Matthew 5:13 in detail,  salt losing its saltiness

1. Parallel passages

Luke 14:34-35

“34Salt is good, but if the salt becomes flat and tasteless, with what do you season it? 35It is fit neither for the soil nor for the manure pile. It is thrown out. He who has ears to hear, let him hear.”

(Luke 14:34-35 WEB)

In Luke, Jesus’ parable of the banquet (Luke 14:7-24) sets the scene for this parallel. As multitudes continue to follow him (Luke 14:25), Jesus clarifies that there would be a cost, and it might involve renouncing family or even their own life (Luke 14:26, 28, cf. Exod 32:29). If a king with only a small army cannot overthrow a large one, i.e. God is not with him (cf. Lev 26:8, Deut 32:30), then it better to seek peace terms than confrontation (Luke 14:31-32). Whoever does not renounce all, cannot be Jesus’ disciple (Luke 14:33). Tasteless salt is fit only to be thrown out.

Mark 9:49-50

9:49 “For everyone will be salted with fire, and every sacrifice will be seasoned with salt.9:50 Salt is good, but if the salt has lost its saltiness, with what will you season it? Have salt in yourselves, and be at peace with one another.”

(Mark 9:49, WEB)

This passage, which again has apocalyptic overtones, is dealt with elsewhere as part of a wider consideration of Mark 9: 36-50.

2. Potential uses of salt

To sustain life

Salt is lost through sweating and therefore a certain amount is required in the diet.
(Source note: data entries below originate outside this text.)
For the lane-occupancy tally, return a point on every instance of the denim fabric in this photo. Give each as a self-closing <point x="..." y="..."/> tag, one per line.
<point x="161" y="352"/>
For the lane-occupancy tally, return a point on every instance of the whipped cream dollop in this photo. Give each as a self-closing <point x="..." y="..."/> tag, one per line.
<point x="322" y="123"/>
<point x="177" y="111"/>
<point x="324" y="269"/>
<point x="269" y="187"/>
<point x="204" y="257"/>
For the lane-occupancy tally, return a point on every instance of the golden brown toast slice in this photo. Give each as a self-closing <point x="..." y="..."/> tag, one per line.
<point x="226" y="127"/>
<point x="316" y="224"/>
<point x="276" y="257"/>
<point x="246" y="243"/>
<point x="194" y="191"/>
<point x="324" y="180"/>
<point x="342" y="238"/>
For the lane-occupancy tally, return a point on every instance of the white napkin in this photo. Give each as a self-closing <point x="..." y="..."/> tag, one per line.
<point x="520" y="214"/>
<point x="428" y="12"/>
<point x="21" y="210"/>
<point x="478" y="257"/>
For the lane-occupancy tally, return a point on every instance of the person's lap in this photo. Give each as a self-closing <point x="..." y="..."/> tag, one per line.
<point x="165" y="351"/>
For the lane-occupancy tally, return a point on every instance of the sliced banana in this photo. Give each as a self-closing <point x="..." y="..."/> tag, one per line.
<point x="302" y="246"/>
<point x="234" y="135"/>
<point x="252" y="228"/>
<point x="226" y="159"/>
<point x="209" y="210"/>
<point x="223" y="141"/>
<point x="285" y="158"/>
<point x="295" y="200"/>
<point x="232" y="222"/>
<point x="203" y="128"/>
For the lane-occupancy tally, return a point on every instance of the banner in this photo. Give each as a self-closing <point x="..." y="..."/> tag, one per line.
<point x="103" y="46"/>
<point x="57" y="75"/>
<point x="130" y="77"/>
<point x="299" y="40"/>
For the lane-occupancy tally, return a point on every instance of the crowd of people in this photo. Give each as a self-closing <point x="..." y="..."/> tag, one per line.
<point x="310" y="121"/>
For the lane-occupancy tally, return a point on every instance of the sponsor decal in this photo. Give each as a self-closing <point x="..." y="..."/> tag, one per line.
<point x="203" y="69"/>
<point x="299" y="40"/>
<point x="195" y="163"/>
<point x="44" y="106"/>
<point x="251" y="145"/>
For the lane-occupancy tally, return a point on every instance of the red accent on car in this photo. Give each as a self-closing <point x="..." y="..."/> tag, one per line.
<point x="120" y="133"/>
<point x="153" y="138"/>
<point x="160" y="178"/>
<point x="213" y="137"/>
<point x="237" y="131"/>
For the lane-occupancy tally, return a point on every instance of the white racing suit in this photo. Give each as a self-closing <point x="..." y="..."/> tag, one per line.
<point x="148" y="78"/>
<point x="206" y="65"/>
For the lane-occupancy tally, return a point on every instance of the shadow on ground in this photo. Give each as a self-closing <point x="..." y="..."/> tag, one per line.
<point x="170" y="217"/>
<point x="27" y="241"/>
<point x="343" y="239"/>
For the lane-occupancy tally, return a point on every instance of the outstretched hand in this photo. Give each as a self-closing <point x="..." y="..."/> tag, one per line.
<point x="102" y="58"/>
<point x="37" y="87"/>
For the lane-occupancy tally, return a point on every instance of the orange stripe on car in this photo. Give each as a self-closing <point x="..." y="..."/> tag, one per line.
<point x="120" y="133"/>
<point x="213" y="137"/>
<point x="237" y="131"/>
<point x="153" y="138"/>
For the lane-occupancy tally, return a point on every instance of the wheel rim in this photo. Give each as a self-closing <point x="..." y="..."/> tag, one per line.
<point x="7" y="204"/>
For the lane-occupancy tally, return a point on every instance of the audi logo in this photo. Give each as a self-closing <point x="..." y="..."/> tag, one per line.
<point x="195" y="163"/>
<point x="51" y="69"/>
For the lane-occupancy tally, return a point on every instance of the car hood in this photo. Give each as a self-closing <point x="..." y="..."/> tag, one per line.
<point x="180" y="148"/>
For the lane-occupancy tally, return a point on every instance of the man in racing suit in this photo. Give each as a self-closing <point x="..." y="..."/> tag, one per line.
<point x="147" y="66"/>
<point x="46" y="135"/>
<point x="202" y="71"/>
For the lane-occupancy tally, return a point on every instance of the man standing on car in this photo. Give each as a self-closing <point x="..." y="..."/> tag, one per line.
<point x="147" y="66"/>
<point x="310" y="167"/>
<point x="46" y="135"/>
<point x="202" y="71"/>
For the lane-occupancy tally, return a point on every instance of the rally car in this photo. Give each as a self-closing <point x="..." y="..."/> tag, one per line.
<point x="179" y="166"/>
Ancient communities in Palestine were well aware that salt was a necessity for life (Herr 2002, 286).

As a preservative

The volume of salt used for the preservation of foodstuff dwarfed that used for any other purpose. The availability of certain foods was often intermittent because of a restricted harvest season, climatic uncertainty or the migratory behaviour of mammals, birds or fish. Under such circumstances a community that could store food would fare better than one that could not. Salting was one of the relatively few reliable techniques for long term storage of perishable foodstuffs and it used significant amounts of salt. Dessication was another method, though, where meat was involved, it too usually required the use of salt (e.g. see Stott, 2003, 58). In Galilee, fish was routinely preserved by salting (Negev 1996a, n.p.), e.g. on its shore lay Migdal Nunayah (‘tower of fishermen’), aka Tricheae(‘drying and salting’). Furthermore, Jesus had just come from the lakeside city of Capernaum, bringing some of its fishermen along as disciples (Matt 4:18-22). It is therefore easy to see in Matt 5:13, the suggestion that Jesus’ disciples were supposed to preserve the world from corruption (e.g. see Bullinger 1898, 738).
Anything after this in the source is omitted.